Classe: Ação Civil Pública

Tipo do Movimento: Despacho – Proferido despacho de mero expediente
Data Despacho: 23/08/2018
Descrição: Compulsando os autos verifico que a demanda encontra-se madura para o seu desfecho de mérito, razão pela qual determino a remessa para o escaninho cronológico-eletrônico destinado aos feitos aptos à prolação de sentença.

Autor FEDERACAO UNICA DOS PETROLEIROS FUP
Advogado (RJ071545) JORGE NORMANDO DE CAMPOS RODRIGUES
Autor SINDICATO DOS TRABALHADORES NA INDUSTRIA DA DESTILACAO E REFINACAO DE PETROLEO DE CAMPINAS
Autor SINDICATO DOS TRABALHADORES DO RAMO QUIMICO PETROLEIRO DO ESTADO DA BAHIA
Autor SINDICATO DOS TRABALHADORES NA INDUSTRIA DE PETROLEO E GAS NATURAL DO ESTADO DO ESPIRITO S
Autor SINDICATO DOS TRABALHADORES EM PESQUISA EXPLORACAO PRODUCAO PERFURACAO REFINO ARMAZENAMENT
Autor SINDICATO DOS TRABALHADORES NA INDUSTRIA DO PETROLEO NOS ESTADOS DO PARA AMAZONAS MARANHAO
Autor SINDICATO DOS PETROLEIROS NORTE FLUMINENSE
Autor SINDICATO DOS TRABALHADORES NAS INDUSTRIAS DE REFINACAO DESTILACAO EXPLORACAO E PRODUCAO D
Autor SINDICATO DOS TRABALHADORES NA INDUSTRIA DE PETROLEO DOS ESTADOS DE PERNAMBUCO E PARAIBA
Autor SINDICATO DOS TRABALHADORES NA INDUSTRIA DA DESTILACAO E REFINACAO DO PETROLEO NO ESTADO D
Autor SINDICATO DOS PETROLEIROS DO RIO GRANDE DO SUL
Autor SINDICATO DOS TRABALHADORES NA INDUSTRIA DE DESTILACAO E REFINACAO DE PETROLEO DE SANTOS C
Autor SINDICATO DOS TRABALHADORES NA INDUSTRIA DE DESTILACAO E REFINACAO DE PETROLEO DE DUQUE DE
Autor SINDICATO DOS TRABALHADORES NA INDUSTRIA DE DESTILACAO E REFINACAO DE PETROLEO DE MAUA
Advogado (RJ163121) JOSE HENRIQUE COELHO
Advogado (RJ085297) ADILSON DE OLIVEIRA SIQUEIRA
Advogado (RJ072474) PAULO HENRIQUE TELES FAGUNDES
Réu PETROBRAS PETROLEO BRASILEIRO S/A
Réu PETROS FUNDACAO PETROBRAS DE SEGURIDADE SOCIAL
Advogado (SP109926) RICARDO PEAKE BRAGA
Advogado (RJ097854) BRUNO CASTRO CARRIELLO ROSA
Advogado (RJ064823) LEONAN CALDERARO FILHO

 

SINDICATO DOS PETROLEIROS DO LITORAL PAULISTA (SINDIPETRO LP) E OUTROS (6º, 13º e 14º autores1) interpuseram o recurso de apelação de p.3831(LEIA AQUI) em face da sentença de p.3415 (LEIA AQUI), que homologou a transação consubstanciada no termo de p.2785-2805 (LEIA AQUI) e julgou extinto o feito com fulcro no artigo 269, III, do CPC, apenas em relação aos transatores e no que tange aos itens II, letra “b”, nº 1, 2, 8 e 10 da petição inicial, determinando o prosseguimento da ação civil pública quanto aos demais pedidos.
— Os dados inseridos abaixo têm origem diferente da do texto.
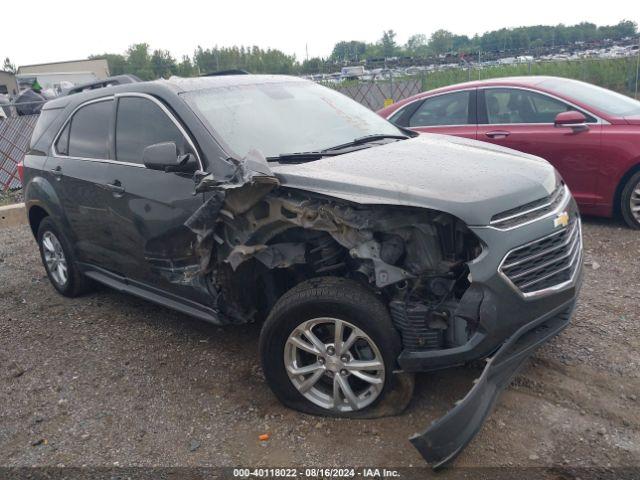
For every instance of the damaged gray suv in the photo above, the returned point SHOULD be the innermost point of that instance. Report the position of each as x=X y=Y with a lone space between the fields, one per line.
x=368 y=253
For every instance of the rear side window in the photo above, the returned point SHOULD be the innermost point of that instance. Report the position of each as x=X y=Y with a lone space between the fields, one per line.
x=62 y=145
x=511 y=105
x=89 y=133
x=447 y=109
x=44 y=121
x=140 y=123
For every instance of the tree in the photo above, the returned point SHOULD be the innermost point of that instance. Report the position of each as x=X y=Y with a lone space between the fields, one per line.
x=417 y=45
x=117 y=63
x=186 y=68
x=441 y=42
x=388 y=43
x=163 y=64
x=351 y=51
x=7 y=66
x=139 y=61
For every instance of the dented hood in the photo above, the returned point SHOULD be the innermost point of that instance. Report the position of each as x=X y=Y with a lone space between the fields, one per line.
x=469 y=179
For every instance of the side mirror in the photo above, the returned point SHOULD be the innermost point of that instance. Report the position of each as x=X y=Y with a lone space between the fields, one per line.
x=572 y=119
x=164 y=156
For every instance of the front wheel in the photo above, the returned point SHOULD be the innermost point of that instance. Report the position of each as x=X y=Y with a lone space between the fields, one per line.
x=329 y=348
x=59 y=261
x=630 y=201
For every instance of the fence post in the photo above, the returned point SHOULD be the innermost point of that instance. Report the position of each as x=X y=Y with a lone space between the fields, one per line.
x=637 y=69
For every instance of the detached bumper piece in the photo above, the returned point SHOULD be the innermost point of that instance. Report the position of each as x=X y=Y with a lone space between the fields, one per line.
x=446 y=437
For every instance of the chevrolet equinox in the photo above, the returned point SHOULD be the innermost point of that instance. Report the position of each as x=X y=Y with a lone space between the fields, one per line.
x=367 y=251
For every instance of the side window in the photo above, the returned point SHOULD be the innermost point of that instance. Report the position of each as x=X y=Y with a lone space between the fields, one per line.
x=447 y=109
x=140 y=123
x=509 y=105
x=62 y=145
x=89 y=134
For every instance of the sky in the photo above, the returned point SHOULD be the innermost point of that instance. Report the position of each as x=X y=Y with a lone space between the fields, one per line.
x=74 y=29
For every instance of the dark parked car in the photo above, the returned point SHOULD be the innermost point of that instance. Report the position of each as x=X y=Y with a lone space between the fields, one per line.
x=590 y=134
x=368 y=254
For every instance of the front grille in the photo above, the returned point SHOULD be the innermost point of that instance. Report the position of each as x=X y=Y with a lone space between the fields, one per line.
x=547 y=262
x=530 y=211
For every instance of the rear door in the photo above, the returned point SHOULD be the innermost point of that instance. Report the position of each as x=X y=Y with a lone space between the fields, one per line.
x=77 y=169
x=148 y=208
x=524 y=120
x=451 y=113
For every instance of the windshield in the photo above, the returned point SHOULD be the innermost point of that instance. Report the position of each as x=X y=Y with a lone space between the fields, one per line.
x=607 y=101
x=284 y=117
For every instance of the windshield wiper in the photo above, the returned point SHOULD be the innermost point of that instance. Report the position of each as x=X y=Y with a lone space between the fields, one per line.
x=298 y=157
x=366 y=139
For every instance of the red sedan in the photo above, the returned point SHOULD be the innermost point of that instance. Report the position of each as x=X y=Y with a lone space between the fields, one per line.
x=590 y=134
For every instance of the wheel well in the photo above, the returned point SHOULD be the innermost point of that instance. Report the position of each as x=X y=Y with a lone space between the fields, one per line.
x=616 y=198
x=36 y=215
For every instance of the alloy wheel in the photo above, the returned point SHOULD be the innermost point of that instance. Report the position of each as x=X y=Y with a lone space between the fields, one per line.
x=54 y=258
x=334 y=364
x=634 y=202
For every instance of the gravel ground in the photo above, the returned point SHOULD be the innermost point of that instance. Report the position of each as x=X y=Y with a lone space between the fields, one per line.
x=107 y=379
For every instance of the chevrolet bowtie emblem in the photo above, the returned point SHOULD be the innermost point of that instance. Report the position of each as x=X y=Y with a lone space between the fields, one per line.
x=561 y=220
O SINDICATO DOS PETROLEIROS DO LITORAL PAULISTA (SINDIPETRO LP) E OUTROS, os apelantes, acusam a ilegalidade do acordo homologado em razão da ausência de autorização expressa aos Sindicatos transatores para transigir em nome dos trabalhadores ativos e inativos, sendo certo que os poderes especiais de que trata o artigo 38 do CPC/73 não estão compreendidos no regime de substituição processual. Acrescentam que dentre os beneficiários há diversas pessoas com incapacidades absoluta e relativa, o que reforça o descabimento de homologação sem autorização específica de seus curadores, representantes e do próprio Ministério Público, tornando o ato nulo de pleno direito.

Asseveram que a própria PETROS e a PETROBRÁS reconhecem a necessidade de anuência expressa dos beneficiários ao promoverem a repactuação do plano mediante termo de transação individual que dispunha de forma clara as cláusulas repactuadas, termo este completamente desvinculado dos itens do acordo homologado.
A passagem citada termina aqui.